To both alike the Lord will give a body of glory, "fashioned like unto His glorious body," a body which knows not, weakness or suffering or death—"a spiritual body."
You remember—do you not?—that a type is but a very small and faint picture of the real thing; yet, when you see a butterfly, and think of what it once was and what it has become, let it preach its little sermon to you; say to your own heart, "If that wonderful moment, which is so soon coming, were to come just now, should I be one of those who are Christ's at His coming? Would my body be changed and made like His glorious body? Should I 'be caught up together with them' (those who 'sleep in Jesus') 'in the clouds, to meet the Lord in the air,' and so be for ever 'with the Lord'?"
And now as we turn from the wonderful story of the butterfly, in which we may, as has been said, "see the resurrection painted before our eyes," to the busy little ants; let us see that it is the sluggards, the lazy persons, who are especially told to "consider" their ways. To do this we must visit them in their own home, which we shall find in some pine-wood, like the "pincushion-wood," or in some grassy thymy spot, covered with little green tufts. Each of these grassy hillocks is an ant nest, and if you look inside you will find that it contains a great many tiny rooms, connected by galleries. Some of the rooms are hollowed out below the surface of the earth; these are the cellars where the baby-ants are kept warm in cold weather, while in summer they are taken by their watchful nurses to the cool upper storeys.
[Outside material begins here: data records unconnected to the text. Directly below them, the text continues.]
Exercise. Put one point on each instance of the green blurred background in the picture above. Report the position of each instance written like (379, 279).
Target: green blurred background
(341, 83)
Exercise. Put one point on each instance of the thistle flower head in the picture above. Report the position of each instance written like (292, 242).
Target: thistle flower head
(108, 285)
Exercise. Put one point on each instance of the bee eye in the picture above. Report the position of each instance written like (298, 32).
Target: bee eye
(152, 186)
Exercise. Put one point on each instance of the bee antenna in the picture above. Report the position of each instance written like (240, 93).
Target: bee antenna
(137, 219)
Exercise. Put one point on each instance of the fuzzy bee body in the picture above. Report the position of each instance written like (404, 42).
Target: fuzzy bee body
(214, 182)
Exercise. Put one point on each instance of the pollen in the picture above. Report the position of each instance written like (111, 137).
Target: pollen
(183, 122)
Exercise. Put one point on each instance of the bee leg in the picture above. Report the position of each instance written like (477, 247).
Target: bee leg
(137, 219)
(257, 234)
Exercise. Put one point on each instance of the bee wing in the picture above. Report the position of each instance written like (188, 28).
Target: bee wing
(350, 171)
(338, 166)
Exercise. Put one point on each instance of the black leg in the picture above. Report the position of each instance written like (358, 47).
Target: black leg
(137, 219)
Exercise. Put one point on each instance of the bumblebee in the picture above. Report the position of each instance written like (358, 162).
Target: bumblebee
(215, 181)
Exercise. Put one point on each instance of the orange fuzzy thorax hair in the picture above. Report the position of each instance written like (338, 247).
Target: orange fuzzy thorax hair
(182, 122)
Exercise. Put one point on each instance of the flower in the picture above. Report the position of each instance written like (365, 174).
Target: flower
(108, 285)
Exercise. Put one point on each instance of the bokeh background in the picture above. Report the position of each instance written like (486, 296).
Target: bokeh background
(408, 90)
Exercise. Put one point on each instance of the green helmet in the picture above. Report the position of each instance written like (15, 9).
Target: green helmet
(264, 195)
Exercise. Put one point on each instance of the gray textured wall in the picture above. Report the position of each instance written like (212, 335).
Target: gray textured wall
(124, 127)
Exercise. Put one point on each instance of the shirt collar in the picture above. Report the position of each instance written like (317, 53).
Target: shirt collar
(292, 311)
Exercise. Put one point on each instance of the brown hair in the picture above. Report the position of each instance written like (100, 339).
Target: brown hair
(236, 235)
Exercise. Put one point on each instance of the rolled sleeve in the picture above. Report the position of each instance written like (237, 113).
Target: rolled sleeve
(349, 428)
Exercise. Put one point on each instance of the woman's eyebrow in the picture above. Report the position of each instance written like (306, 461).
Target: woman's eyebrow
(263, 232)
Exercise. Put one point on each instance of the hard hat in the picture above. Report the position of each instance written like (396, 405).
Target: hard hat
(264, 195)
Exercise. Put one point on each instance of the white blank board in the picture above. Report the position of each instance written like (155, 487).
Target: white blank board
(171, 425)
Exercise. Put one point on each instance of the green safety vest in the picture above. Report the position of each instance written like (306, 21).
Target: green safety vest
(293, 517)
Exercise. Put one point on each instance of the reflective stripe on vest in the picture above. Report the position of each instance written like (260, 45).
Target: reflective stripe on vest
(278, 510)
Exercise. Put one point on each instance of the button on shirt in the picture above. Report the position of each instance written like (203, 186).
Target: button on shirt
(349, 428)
Now I have read that every ant-city has its wary sentinel, to keep watch and ward, and give warning of the approach of the foe. And when he does give warning there is a great hurry-scurry in the town; young ants, whether in their larva or pupa stage, must be carried down to the cellars for safety, and all the provisions which have been collected and stored with so much care must also be removed to a secure hiding-place. But who is to accomplish all this?
If you notice carefully, you will see that it is a mistake to think of these insects as all of one kind, and you may have heard that they have been divided by those who have studied them, into three classes—males, females, and neuters.
It is about the neuters we will talk now, for these busy, unselfish little creatures do all that has to be done; the whole work of the ant-city is left to them. It is they who collect the food—and very clever hunters they are, carrying their prey, whether alive or dead, right home to the nest; it is they who build the nests with their chambers and galleries, and bring up the little ones. Yet these earnest little workers have no wings, and must toil along upon their feet, while the ladies and gentlemen lead much easier lives, and fly about at will.